— Она, Марья Ивановна, жаловалась мне на это, — сказал я.
— Она всем жалуется… даже бабам, стоявшим в очереди у колодца, — отрезала брезгливо Марья Ивановна. — Как ей тут не сойти с ума!
Я понял, что Марья Ивановна Черемина знает о моей интимной близости с Раевской. Почувствовав это в ее словах, я насторожился и, желая перевести разговор на другую тему, спросил:
— Марья Ивановна, а как ваше здоровье?
— Мое? Да ничего, здорова, как ломовая лошадь. Жалко вот только сына, погибшего на фронте. Седою стала из-за него. Убит был в первых боях. А я здорова, так здорова, что выпиваю в два раза больше самогона, чем выпивала раньше, и не пьянею: чувствую себя совершенно трезвой, с ясной как стеклышко головой; только на сердце тоски становится больше. Но и на нее не жалуюсь: в тоске жить лучше, чем без нее.

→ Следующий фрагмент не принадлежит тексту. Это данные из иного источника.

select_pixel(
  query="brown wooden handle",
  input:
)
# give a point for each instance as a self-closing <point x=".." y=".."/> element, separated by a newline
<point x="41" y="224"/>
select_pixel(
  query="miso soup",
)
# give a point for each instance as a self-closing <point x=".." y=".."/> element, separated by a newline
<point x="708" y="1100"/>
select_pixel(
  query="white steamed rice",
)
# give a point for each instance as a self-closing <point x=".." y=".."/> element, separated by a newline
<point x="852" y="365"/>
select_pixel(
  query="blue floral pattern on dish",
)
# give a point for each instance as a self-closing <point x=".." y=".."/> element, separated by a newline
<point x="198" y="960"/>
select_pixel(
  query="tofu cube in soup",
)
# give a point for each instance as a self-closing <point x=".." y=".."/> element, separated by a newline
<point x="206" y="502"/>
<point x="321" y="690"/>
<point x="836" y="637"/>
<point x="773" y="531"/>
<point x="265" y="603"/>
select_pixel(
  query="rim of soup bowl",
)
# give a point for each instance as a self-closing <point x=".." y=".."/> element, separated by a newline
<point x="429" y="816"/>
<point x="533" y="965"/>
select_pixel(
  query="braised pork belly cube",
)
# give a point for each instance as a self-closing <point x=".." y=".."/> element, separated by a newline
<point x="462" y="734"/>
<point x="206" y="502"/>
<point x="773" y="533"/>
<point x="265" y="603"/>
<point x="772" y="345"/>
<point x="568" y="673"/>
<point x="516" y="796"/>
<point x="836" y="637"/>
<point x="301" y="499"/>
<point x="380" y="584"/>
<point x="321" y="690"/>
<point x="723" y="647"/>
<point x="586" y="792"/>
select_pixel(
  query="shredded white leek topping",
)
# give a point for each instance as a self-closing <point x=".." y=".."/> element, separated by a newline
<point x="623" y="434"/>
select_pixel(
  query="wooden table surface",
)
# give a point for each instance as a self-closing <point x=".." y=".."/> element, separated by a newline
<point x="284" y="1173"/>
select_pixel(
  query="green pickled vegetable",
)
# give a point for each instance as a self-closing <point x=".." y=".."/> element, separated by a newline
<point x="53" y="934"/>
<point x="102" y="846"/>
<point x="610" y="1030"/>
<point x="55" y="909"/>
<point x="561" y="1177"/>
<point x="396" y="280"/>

В прихожей скрипнула дверь, послышались четкие шаги запоздавшего гостя. Марья Ивановна неторопливо поднялась и, высокая и широкоплечая, пошла по-мужски ему навстречу.
Гости и Василий Алексеевич Бобылев встали и повернули лица к прихожей, проговорив хором:
— Ждем, ждем! Давно ждем, Филипп Корнеевич!
Серафима и Роза Васильевна тоже выпрямились и, переглянувшись, шагнули к двери коридора, но сейчас же отступили от нее, вернулись к своим стульям и, не садясь, замерли. Марья Ивановна ввела в столовую гостя, и он стал непринужденно здороваться со всеми, поблескивая бледно-зеленоватыми глазами. Сперва пожал руки девушкам, потом Бобылеву и гостям, сказав им:
— Мое вам, господа, уважение! И сегодня я рад, как всегда, видеть вас и, конечно, всех обыграть!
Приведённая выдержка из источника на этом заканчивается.